Using the ideal gas equation: PV = nRT
Where:
- R = 0.082057 L⋅atm⋅mol⁻¹⋅K⁻¹

n = (P × V) / (R × T)
n = (1 atm × 1000 mL) / (0.082057 L⋅atm⋅mol⁻¹⋅K⁻¹ × 300 K)
n = 40.82 mol

Therefore, there are 40.82 moles of the gas present.

Example 4:
A gas occupies a volume of 2 L at 27°C and 1 atm pressure. How many molecules of the gas are present?

Solution:
Given:
- Volume (V) = 2 L = 2000 mL
- Temperature (T) = 27°C = 27 + 273 = 300 K
- Pressure (P) = 1 atm

Using the ideal gas equation: PV = nRT
Where:
- R = 0.082057 L⋅atm⋅mol⁻¹⋅K⁻¹

n = (P × V) / (R × T)
n = (1 atm × 2000 mL) / (0.082057 L⋅atm⋅mol⁻¹⋅K⁻¹× 300 K)
n = 81.64 mol

1 mol = 6.022 × 10²³ molecules (Avogadro's number)

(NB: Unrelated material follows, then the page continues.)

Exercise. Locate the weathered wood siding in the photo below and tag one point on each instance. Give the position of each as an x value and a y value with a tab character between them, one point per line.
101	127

Number of molecules = n × 6.022 × 10²³
Number of molecules = 81.64 mol × 6.022 × 10²³molecules/mol
Number of molecules = 4.92 × 10²⁵ molecules

Therefore, there are approximately 4.92 × 10²⁵ molecules of the gas present.

Example 5:
A gas occupies a volume of 3 L at 27°C and 1 atm pressure. What will be its volume at 47°C and 2 atm pressure?

Solution:
Given:
- Initial volume (V₁) = 3 L
- Initial temperature (T₁) = 27°C = 27 + 273 = 300 K
- Final temperature (T₂) = 47°C = 47 + 273 = 320 K
- Initial pressure (P₁) = 1 atm
- Final pressure (P₂) = 2 atm

Using the formula: (V₁ × P₁) / T₁ = (V₂ × P₂) / T₂
V₂ = (V₁× P₁ × T₂) / (T₁ × P₂)
V₂ = (3 L × 1 atm × 320 K) / (300 K × 2 atm)
V₂ = 3.2 L

Therefore, the volume of the gas at 47°C and 2 atm pressure is 3.2 L.

Summary

Gas molecules travel very fast and far apart, which causes intermolecular forces to become negligible. These forces that keep them moving so fast, coupled with the spacing, give gases a very low density. Gases is that they are highly compressible. Whereas solids and liquids cannot so easily be compressed to exist in smaller volumes, this certainly is not the case for pressurized gases.